Nearly 90 of Rhode Island’s ‘discharged’ coronavirus patients are in fact dead

(File photo) Dr. Beth Toolan conducts a coronavirus test at the state's first walk-up testing site which opened Tuesday, April 21, 2020, in Providence, R.I.
(File photo) Dr. Beth Toolan conducts a coronavirus test at the state's first walk-up testing site which opened Tuesday, April 21, 2020, in Providence, R.I.(David Goldman/AP)

Nearly 90 of Rhode Island’s coronavirus patients who were listed by the state as “discharged” from hospitals had, in fact, died.
Of the state’s 466 COVID-19 patients who were listed as having been discharged, 86 actually died at hospitals — amounting to almost one in five patients, Target 12 reported Tuesday night after speaking with the Rhode Island Health Department.
Based on the department’s data, it looked as though every coronavirus patient who had at one point or another been hospitalized in Rhode Island was either still hospitalized or had been discharged, making it look as though no such patients had died.
This stuck out given Health Department Director Dr. Nicole Alexander-Scott’s remarks during the government’s daily briefing that “a few" hospital deaths, “but the number is small.”
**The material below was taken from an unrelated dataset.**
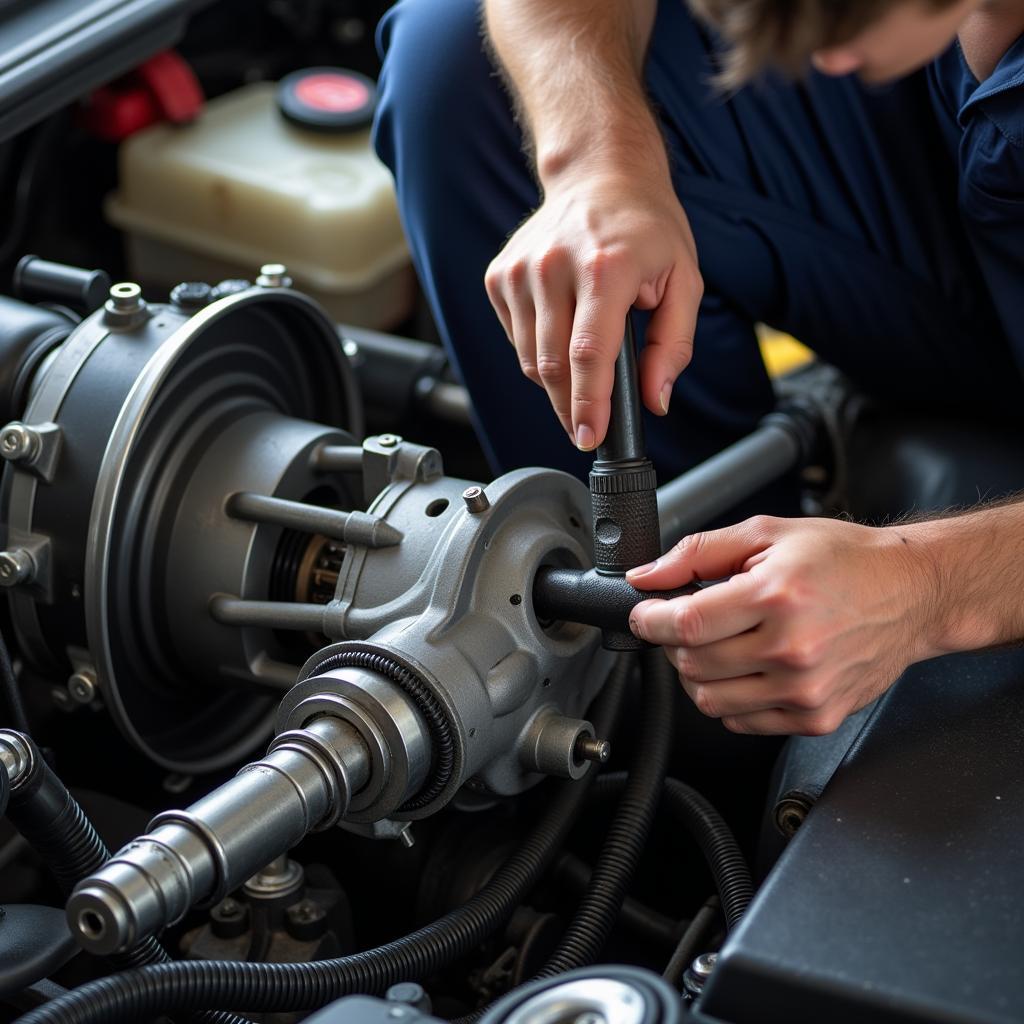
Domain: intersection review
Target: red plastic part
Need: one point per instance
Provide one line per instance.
(164, 88)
When asked whether deaths were being marked as discharges, she told Target 12, “We’ll nail that down.”
As of Tuesday night, the bulk of the state’s 239 deaths linked to the virus were nursing home residents, others took place at people’s homes, and hospital deaths made up 36% of the state’s coronavirus deaths, Alexander-Scott told the outlet.
Even so, at least some of the 380 patients who left hospitals alive may have died at home, Health Department spokesman Joseph Wendelken told Target 12.
He explained that the way the public understands discharges may not be in line with how hospitals determine them, as the discharge code used for a given patient is based on “discharge disposition."
“There is a code for transfer to home, transfer to hospice, leaving AMA (against medical advice), etc.,” he said. “One discharge disposition code is for people who have passed away.”
Given that most non-medical personnel understand a discharge to mean a patient has left the hospital alive, Wendelken said the department would adjust the category online.